Shoppers hunting for bargains that didn’t require cutting Thanksgiving meals short or fighting long lines took to the Internet yesterday to buy “‘til their typing-fingers dropped” on Cyber Monday.
The biggest online shopping day of the year was expected to pull in a record $3 billion in sales, experts said. Traffic was expected to be up about 14 percent Monday over last year.
But for some retailers, the day didn’t start smoothly. Upscale specialty food retailer Harry & David, payment operator Paypal and mega retailer Target suffered crashes.
“So sorry but high traffic’s causing delays,” read the greeting to customers who couldn’t connect to target.com. “If you wouldn’t mind holding, we’ll refresh automatically & get things going ASAP. Thank you for your patience!”
Target fans, who had been lured to the site by 15 percent off almost everything in its online store, took to Twitter to complain.
“Hey, @Target, this is not how e-commerce is supposed to work,” wrote Rob Pegoraro.
Another consumer, Nikki Ferrell, posted: “Come on @Target get it together. How am I supposed to order anything on cyber Monday if you can’t keep your website running?”
Target told Bloomberg News its site experienced spikes, but was not down to all visitors.
Analyst Chris Christopher, director of consumer economics at IHS Global Insight in Colorado, said there will be glitches as retailers fine tune how much online network capacity they need to meet demand.
He pointed to the corrective measures parcel carriers such as Atlanta-based UPS have taken since their disastrous holiday season two years ago when they underestimated demand.
“Everyone is relatively new at this,” Christopher said. “They will make mistakes.”
The good news, he said, is that there will be about 6.6 million more paychecks hitting consumers’ wallets than last year, according to a study of payroll trends.
There was a lot on the line for retailers, especially those operating brick-and-mortal stores.
The $3 billion haul for Cyber Monday is expected to outpace online sales for Black Friday, though not by much, according to Adobe Digital Index. Black Friday online sales are expected to generate about $2.7 billion, up 15 percent over 2014, according to ADI.

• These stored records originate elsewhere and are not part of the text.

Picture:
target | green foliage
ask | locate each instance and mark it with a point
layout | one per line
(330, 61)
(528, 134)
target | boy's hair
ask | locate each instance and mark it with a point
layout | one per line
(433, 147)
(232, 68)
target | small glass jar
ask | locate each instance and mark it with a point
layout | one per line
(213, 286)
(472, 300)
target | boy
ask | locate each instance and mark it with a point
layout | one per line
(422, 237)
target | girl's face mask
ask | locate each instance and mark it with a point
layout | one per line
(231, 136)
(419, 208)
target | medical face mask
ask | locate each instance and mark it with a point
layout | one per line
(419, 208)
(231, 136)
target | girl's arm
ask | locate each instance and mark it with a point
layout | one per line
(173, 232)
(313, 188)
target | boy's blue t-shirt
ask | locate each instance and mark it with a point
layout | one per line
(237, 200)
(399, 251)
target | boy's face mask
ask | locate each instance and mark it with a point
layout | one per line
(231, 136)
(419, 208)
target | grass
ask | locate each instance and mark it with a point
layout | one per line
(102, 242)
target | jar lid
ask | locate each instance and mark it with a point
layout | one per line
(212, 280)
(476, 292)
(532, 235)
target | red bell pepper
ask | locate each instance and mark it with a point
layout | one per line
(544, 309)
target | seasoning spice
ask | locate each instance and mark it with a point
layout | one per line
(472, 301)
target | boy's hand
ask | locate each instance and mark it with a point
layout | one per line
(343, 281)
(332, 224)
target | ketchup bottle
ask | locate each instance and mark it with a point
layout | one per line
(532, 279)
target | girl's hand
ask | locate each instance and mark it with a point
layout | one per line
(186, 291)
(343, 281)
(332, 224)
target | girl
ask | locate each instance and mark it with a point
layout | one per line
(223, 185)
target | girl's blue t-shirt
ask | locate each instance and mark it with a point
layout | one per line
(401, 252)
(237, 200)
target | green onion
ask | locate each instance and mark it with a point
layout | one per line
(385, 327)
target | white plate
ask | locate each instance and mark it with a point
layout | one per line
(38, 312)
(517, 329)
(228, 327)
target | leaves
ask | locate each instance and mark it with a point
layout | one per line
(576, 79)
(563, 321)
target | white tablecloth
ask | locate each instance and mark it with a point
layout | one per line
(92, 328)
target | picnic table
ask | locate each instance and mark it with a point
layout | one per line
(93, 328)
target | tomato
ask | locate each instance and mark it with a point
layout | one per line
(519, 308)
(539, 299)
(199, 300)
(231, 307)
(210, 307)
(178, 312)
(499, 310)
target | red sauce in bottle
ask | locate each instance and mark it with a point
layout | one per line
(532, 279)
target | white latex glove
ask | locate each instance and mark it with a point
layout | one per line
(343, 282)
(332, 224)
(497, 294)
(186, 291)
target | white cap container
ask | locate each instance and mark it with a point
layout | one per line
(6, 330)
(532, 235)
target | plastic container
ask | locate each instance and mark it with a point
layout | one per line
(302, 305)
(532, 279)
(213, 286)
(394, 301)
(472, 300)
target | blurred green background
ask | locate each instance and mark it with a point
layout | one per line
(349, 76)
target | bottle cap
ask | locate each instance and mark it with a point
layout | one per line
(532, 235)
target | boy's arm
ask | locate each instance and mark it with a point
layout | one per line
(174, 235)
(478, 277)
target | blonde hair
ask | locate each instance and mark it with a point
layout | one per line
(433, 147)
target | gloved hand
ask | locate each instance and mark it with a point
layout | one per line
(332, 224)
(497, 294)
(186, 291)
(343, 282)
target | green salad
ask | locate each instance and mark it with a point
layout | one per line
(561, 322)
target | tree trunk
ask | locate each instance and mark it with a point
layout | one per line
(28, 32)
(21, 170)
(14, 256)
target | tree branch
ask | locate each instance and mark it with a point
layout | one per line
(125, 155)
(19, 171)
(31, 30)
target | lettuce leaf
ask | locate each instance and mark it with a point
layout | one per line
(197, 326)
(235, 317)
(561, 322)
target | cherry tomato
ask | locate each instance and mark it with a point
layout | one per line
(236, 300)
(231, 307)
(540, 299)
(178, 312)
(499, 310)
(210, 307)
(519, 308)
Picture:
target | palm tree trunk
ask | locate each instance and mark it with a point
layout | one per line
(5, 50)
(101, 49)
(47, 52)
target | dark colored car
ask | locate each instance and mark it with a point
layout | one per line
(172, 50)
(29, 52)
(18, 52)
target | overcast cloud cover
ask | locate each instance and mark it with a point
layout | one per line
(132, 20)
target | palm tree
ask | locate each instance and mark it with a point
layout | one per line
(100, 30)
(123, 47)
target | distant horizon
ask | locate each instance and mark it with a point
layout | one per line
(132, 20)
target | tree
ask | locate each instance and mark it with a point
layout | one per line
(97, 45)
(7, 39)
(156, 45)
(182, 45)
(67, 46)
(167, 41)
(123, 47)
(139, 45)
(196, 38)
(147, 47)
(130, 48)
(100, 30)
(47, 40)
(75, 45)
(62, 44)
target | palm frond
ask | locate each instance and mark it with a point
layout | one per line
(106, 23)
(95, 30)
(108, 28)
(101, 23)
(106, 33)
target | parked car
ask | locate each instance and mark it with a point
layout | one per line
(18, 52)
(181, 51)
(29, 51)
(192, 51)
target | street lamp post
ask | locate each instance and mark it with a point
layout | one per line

Bringing in cyber sales would add to the more than 151 million people who said they shopped either in stores or online over the Black Friday weekend, according to survey conducted by Prosper Insights & Analytics for the National Retail Federation.
Dax Cross, president of Revenue Analytics, said brick-and-mortar retailers are making progress in online sales, but haven’t caught up with Amazon, the 1,000 pound gorilla of the online industry.
“Online shopping continues to be a huge growth driver for brick-and-mortar retailers,” he said. “Big box retailers are generally seeing 10-15 percent annual growth in online sales over last year. This growth represents a greater and greater proportion of their total growth… but their growth rates still trail Amazon’s.”